China urges North Korea to stop missile tests and resume talks


China’s Foreign Minister has urged North Korea to abide by UN resolutions and stop provoking “the international community’s goodwill” with missile launches and nuclear tests.

Wang Yi revealed he had an intensive conversation with his North Korean counterpart Ri Yong Ho at a regional summit in the Philippines, as he urged China’s neighbour to remain calm.

Mr Wang also called on the US and South Korea “to stop increasing tensions” and said that all sides should return to negotiations.

The revelation came hours after the UN Security Council unanimously approved tough new sanctions to punish Pyongyang for its escalating nuclear and missile programmes.

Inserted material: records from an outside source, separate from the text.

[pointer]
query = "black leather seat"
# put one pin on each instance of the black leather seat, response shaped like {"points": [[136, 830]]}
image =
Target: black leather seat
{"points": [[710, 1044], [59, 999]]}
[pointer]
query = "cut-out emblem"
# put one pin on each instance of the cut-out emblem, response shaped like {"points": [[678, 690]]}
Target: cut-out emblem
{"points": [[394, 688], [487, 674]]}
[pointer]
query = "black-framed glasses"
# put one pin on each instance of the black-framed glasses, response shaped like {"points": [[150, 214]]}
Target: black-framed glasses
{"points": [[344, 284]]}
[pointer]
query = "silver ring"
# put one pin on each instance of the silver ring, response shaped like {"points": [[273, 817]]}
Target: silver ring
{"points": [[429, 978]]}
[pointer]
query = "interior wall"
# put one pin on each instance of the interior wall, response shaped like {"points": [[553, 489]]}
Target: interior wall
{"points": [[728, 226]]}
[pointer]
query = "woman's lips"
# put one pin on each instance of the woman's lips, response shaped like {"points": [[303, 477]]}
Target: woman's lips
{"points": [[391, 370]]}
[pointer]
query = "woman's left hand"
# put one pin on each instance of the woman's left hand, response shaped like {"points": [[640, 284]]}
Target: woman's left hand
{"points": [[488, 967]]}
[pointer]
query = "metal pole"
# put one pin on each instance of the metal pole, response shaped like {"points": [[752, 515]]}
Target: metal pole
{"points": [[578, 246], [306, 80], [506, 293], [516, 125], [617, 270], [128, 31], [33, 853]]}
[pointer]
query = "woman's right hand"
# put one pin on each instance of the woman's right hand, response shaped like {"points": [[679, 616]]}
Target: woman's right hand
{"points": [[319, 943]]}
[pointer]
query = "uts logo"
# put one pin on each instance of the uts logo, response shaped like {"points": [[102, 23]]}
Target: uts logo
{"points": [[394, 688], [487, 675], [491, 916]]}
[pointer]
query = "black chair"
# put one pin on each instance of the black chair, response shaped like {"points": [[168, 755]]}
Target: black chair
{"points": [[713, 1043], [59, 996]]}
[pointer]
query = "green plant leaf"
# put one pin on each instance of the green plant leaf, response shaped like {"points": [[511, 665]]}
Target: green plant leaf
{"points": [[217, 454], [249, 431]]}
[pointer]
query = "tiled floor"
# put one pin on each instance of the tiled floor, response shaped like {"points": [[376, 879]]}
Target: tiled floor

The sanctions ban exports worth more than £770 million, including coal, iron ore, lead and seafood products – the “lifeline exports that sustain Kim Jong-un’s deadly aspirations”, according to the UK’s ambassador to the UN, Matthew Rycroft.

The UN resolution also bans countries from giving any additional permits to North Korean workers – a crucial source of foreign currency for the regime.

US president Donald Trump’s national security adviser HR McMaster has stressed that it is “impossible to overstate the danger” posed by North Korea.

Mr McMaster added that Mr Trump has been “deeply briefed” on the strategy on North Korea.

The comments came as US secretary of state Rex Tillerson arrived in the Manila for the regional summit expected to focus heavily on concerns with North Korea.

Mr Tillerson has said Washington wants to talk to North Korea eventually, but thinks discussions would not be productive if Pyongyang comes with the intention of maintaining its nuclear weapons.

North Korea pulled out of the talks in 2009 to protest against international condemnation of a long-range rocket launch.

Last month, it test-launched two intercontinental ballistic missiles capable of reaching the US mainland.